Driscoll and “Loving Your Enemies”

by Phillip on March 6, 2012


These posters were created by Mars Hill, Seattle, for Mark’s Driscoll’s sermon series on forgiving your enemies.  What implications do you see between these images and God’s command to us to “love our enemies” in light of eternity?

Look closely at Hitler’s mustache, it says “love your enemy“. What do you think of the fact that Driscoll chose dead enemies who are presumed to be in an eternal hopeless hell as examples of those we are to forgive and love?

From the Mars Hill website:


Examine yourself, and ask, “Am I looking for vengeance? Or am I thankful for justice?” The two may seem similar on the surface, but at the heart level they are at odds with one another. Vengeance is contrary to the gospel.
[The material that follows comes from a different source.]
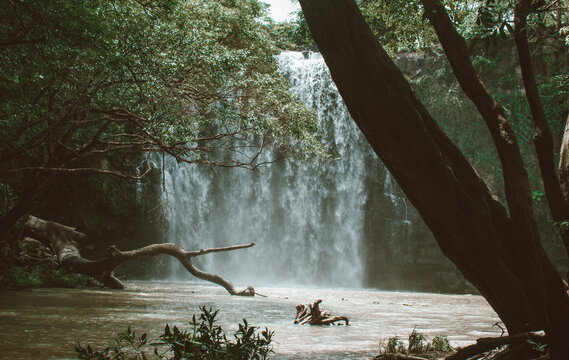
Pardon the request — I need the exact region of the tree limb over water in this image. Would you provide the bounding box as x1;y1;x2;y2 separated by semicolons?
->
23;215;257;296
So, we can be thankful that God is just, and we can be very thankful that God is gracious.


The appropriate Christian response lives in the tension of these verses:

Proverbs 11:10 – “When it goes well with the righteous, the city rejoices, and when the wicked perish there are shouts of gladness.”

Proverbs 24:17 – “Do not rejoice when your enemy falls, & let not your heart be glad when he stumbles.”

These verses elicit mixed emotions: joy at justice enacted and sorrow at the reality of destruction. The relief that accompanies the news of Osama’s death should be without vengeance (Deut. 32:35) and tempered with regret at the death of any image-bearer of God.